Sujet : Re: misunderstaning of switch command
De : wortkarg3 (at) *nospam* yahoo.com (Harald Oehlmann)
Groupes : comp.lang.tclDate : 24. Jun 2025, 09:58:17
Autres entêtes
Organisation : A noiseless patient Spider
Message-ID : <103dpb8$1s2ei$4@dont-email.me>
References : 1 2 3
User-Agent : Mozilla Thunderbird
Am 24.06.2025 um 10:46 schrieb Mark Summerfield:
On Tue, 24 Jun 2025 10:37:08 +0200, Harald Oehlmann wrote:
Am 24.06.2025 um 10:23 schrieb Mark Summerfield:
I have a switch command which is doing something I don't expect but I
don't understand what I've done wrong. In this example the default is
always executed but I expect the case before that to be executed.
>
const UNCOMPRESSED U const ZLIB_COMPRESSED Z const SAME_AS_PREV =
set filename somefile.txt set action "added"
set kind Z switch $kind {
$::SAME_AS_PREV { puts "unchanged \"$filename\"" }
$::UNCOMPRESSED { puts "$action \"$filename\"" }
$::ZLIB_COMPRESSED { puts "$action \"$filename\" (zlib
compressed)" }
default { puts "!!!!!!!! UNEXPECTED !!!!!!!!" }
}
>
What am I doing wrong?
>
Nothing wrong. Tcl is just different, sorry for that.
>
The "{" always avoids expansion of variables and commands. If you want
to use variables in the switch, you have to avoid the "{".
>
switch -exact -- $kind [list\
$::SAME_AS_PREV { puts "unchanged \"$filename\"" }\
$::UNCOMPRESSED { puts "$action \"$filename\"" }
$::ZLIB_COMPRESSED { puts "$action \"$filename\" (zlib
compressed)" }\
default { puts "!!!!!!!! UNEXPECTED !!!!!!!!" }\
]
>
Nevertheless, this is no fun on the quoting level (backslashes at the
end etc). In addition, you have to take care, when the variable
expansion happens. This might be tricky.
>
I personally would write it like that:
>
switch -exact -- $kind {
= { # SAME_AS_PREV
puts "unchanged \"$filename\""
}
U { # UNCOMPRESSED
puts "$action \"$filename\""
}
Z { # ZLIB_COMPRESSED
puts "$action \"$filename\" (zlib compressed)"
}
default { puts "!!!!!!!! UNEXPECTED !!!!!!!!" }
}
>
Harald
Thanks that works great.
Bit of a disinsentive to use consts though!

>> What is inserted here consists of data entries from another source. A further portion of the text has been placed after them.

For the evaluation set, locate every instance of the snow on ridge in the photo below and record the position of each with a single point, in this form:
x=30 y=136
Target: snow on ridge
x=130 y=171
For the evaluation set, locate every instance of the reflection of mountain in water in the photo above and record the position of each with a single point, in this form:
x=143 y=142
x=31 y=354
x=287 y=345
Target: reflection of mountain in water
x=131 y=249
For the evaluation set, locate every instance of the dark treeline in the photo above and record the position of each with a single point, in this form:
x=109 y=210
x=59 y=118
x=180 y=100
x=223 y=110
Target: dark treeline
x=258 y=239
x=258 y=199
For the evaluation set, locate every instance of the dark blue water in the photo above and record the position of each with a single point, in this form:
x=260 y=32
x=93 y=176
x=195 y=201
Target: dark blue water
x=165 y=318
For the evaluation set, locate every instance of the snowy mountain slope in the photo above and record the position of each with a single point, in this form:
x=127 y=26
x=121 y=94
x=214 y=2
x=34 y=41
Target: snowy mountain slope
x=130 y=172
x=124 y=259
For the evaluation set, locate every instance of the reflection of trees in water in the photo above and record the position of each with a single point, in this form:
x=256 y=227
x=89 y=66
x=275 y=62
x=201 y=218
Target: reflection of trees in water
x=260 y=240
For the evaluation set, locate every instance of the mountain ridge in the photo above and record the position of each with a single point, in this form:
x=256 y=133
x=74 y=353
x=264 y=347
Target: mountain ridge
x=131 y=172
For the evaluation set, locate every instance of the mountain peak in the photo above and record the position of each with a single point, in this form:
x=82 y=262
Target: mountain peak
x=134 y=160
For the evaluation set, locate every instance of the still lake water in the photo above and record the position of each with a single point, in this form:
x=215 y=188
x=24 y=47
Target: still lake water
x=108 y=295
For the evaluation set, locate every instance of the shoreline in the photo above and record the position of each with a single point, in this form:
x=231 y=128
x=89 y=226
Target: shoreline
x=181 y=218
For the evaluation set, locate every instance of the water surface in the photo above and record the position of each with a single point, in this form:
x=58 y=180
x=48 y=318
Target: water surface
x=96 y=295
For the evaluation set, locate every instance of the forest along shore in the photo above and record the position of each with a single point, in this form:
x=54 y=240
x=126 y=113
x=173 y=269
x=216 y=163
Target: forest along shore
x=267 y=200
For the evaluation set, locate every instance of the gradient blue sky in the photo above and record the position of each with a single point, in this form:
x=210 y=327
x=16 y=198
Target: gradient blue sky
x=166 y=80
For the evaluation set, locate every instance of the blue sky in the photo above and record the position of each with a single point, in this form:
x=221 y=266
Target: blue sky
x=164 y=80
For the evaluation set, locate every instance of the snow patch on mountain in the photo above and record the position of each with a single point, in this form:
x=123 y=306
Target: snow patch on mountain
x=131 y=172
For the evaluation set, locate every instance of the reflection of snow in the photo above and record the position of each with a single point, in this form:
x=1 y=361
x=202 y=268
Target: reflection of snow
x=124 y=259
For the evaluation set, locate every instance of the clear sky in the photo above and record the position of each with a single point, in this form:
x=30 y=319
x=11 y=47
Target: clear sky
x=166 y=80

Great, that it works for you.
If I want to compare something with multiple variables, I would use an if chain:
if {$kind eq $::SAME_AS_PREV} {
puts "unchanged \"$filename\""
} else if {$kind eq $::UNCOMPRESSED} {
puts "$action \"$filename\""
} else if {$kind eq $::ZLIB_COMPRESSED} {
puts "$action \"$filename\" (zlib >> compressed)"
} else {
puts "!!!!!!!! UNEXPECTED !!!!!!!!"
}
The "if" command takes his first argument and passes it to "expr".
Then, eval will do the variable expansion.
This does not happen with "switch".
I never used const. But its use may help for clarity.